Coordination drift. Two workers picking the same task is a race we didn't initially handle. The fix is on the MCP server: claim_task is a transactional read-and-update. Boring, but required.

Why this beats one big agent with one big context

We tried "one agent, the whole task in one prompt, all 8 clusters in context" first. It works for small fan-outs (2–3 sub-tasks). It falls apart at scale because:

Context grows quadratically. Each sub-task wants to see the others' state. The prompt gets enormous.
Failure of one sub-task pollutes the others. The agent gets confused mid-run.
You can't cancel and restart one branch of the work without losing all of it.

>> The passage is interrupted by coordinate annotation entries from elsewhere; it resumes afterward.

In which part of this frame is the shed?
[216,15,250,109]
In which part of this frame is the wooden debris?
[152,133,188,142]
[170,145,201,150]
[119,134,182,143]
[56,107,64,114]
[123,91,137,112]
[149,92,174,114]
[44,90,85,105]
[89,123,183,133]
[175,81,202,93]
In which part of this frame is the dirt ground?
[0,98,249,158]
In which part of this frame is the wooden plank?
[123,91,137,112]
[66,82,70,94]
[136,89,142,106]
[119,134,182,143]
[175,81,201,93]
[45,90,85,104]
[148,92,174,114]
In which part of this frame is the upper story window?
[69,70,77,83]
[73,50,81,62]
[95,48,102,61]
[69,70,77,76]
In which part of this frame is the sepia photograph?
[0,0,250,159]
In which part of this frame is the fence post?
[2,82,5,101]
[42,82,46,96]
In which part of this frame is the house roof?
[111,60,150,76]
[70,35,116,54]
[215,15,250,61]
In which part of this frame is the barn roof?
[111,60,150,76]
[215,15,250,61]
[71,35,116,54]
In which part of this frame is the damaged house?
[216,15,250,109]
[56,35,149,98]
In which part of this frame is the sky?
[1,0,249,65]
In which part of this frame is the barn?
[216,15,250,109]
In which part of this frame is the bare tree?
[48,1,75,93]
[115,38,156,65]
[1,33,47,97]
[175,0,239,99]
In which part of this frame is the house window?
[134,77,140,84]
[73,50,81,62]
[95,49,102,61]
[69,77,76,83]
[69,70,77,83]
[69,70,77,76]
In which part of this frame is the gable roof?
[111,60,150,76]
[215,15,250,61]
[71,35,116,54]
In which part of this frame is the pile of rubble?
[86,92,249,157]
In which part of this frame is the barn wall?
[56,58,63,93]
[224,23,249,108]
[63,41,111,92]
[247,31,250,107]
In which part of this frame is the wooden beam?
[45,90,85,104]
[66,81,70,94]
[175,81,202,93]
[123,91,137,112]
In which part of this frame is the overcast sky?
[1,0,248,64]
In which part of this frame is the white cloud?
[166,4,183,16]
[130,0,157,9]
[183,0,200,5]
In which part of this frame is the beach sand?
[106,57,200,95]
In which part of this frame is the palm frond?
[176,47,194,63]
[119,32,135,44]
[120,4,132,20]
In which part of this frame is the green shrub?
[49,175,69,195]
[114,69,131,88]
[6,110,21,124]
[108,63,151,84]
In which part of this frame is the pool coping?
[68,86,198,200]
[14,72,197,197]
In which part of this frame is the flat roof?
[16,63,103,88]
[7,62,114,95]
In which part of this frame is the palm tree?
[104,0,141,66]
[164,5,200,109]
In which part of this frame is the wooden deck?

The fleet shape — one orchestrator, N short-lived workers, an MCP server as the only shared state — sidesteps all three. Each worker has a clean context. Failures isolate. You can kill and restart any worker. The token-cost reasoning is in Cheap agents — four token-saving moves.

What you can run today

The pattern is what's portable, not our specific code. You need three things:

A planner agent (we use Claude Sonnet for the orchestrator; Opus for sub-tasks that need deep reasoning)
A worker pool (Cmux is what we run; tmux is fine; Kubernetes Jobs for fully headless setups)
A small MCP server with five tools — claim, progress, done, blocked, siblings

The hard part isn't the agent loop; it's deciding which tasks are fan-out-shaped and being honest about which aren't. We've watched teams spend weeks trying to fan-out tasks that have linear dependencies. Don't.

One agent is fine for thinking. A fleet is what you need for doing.